These are chat archives for FreeCodeCamp/DataScience
discussion on how we can use statistical methods to measure and improve the efficacy of http://freeCodeCamp.com
Hmmm interesting. In the middle of watching this video (set at the right place for my comment) and the person being interview defined a black box model as
"models people pre-create like linear regression, random forests, or neural networks".
Things might be better these days for interpreting neural networks (and thus making them less black box-ish), but at least for linear regression and random forests, it is fairly clear on what they are doing and you can make inferences on what the data is telling you and why.
The person does mention that you can't just put data into models (which I agree with) and he might be confusing that concept with a true black box, which will just give you an answer without much interpretation or understanding on how the answer was obtained.

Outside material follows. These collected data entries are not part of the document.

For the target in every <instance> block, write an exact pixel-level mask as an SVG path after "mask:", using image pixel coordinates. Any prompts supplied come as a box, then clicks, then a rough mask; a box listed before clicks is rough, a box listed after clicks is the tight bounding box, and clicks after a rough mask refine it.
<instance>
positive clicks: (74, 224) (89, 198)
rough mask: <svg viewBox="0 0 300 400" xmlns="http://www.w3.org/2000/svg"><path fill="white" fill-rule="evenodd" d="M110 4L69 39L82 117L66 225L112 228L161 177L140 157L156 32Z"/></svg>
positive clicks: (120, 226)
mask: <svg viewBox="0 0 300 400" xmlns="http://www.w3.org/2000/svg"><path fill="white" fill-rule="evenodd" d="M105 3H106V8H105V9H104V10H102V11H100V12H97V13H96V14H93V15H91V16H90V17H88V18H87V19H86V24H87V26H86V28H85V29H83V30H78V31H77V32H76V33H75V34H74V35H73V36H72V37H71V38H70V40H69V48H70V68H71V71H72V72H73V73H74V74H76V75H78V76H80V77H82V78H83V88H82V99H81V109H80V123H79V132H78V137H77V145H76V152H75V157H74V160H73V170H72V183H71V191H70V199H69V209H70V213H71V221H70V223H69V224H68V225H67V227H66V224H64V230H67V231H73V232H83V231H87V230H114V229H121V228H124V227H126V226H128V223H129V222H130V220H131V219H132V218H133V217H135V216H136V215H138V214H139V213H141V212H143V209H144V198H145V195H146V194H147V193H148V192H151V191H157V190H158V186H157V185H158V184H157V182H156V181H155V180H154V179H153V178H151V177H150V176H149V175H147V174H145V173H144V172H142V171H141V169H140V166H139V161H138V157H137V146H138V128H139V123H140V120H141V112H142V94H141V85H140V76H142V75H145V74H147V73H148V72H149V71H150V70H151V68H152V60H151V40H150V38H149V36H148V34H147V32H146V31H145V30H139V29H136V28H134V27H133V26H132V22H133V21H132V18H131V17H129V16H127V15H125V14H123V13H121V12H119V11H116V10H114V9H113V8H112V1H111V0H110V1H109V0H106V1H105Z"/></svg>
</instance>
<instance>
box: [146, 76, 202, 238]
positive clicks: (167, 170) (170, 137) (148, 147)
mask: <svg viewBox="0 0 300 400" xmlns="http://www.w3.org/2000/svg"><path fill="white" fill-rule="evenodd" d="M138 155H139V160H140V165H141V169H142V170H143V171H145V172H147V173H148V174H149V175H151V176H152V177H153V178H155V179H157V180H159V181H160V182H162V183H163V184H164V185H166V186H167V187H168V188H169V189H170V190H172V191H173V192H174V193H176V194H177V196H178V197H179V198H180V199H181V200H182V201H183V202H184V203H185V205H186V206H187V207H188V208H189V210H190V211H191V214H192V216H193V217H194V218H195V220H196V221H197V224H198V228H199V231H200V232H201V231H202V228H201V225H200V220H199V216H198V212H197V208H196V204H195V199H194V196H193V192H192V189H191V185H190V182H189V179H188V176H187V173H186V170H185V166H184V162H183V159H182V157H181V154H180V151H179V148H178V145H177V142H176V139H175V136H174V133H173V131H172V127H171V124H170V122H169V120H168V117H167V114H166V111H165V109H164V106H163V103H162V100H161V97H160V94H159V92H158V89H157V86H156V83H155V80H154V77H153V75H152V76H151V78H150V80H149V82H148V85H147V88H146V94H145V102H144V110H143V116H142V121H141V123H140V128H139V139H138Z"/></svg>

Side comment, this misunderstanding may be a result of easy access to tools (e.g. scikit-learn) where you just put in some function and it'll give you an answer unless you dig around a little bit to see if that result will give you some more information on how it comes up with the result.
Hmmm... interesting... I think that author might not know exactly why he referred to, but I would say he is still right even for how linear regression is used these days.
On how I see it, the "black box" the author seems to refer to is not the linear regression, but the method you select to solve it. Nowadays usually those methods are based on heuristics.
For example, @erictleung, in my times studying statistics I was taught heuristics to solve the linear regression, known as the stepwise methods.
However they were heavily criticised. Because they are heuristics, they usually select variables that don't suggest any phenomenological explanations.
There are several reasons for that lack of "explanation power".
One is by applying incorrect models (eg. using a linear model like linear regression to explain a more complex model). The other is the data (data is not necessarily the best representation of the "phenomenon").
The fact is that we were usually asked to forget about applying heuristic models and to apply "common sense" in the selection of the variables that better adjust to the phenomenon (aka the model).
It is my impression that using common sense is not a usual practice these days though. Countless people just apply heuristic methods without a critical evaluation of their results. They are not taught to be critical to their results.
This is probably why many descriptions of a good data scientist also stress the need the data scientist being expert in the field (= "common sense"). As @erictleung noticed, being master in applying the methods of sk-learn might not be enough to become a good Data Scientist.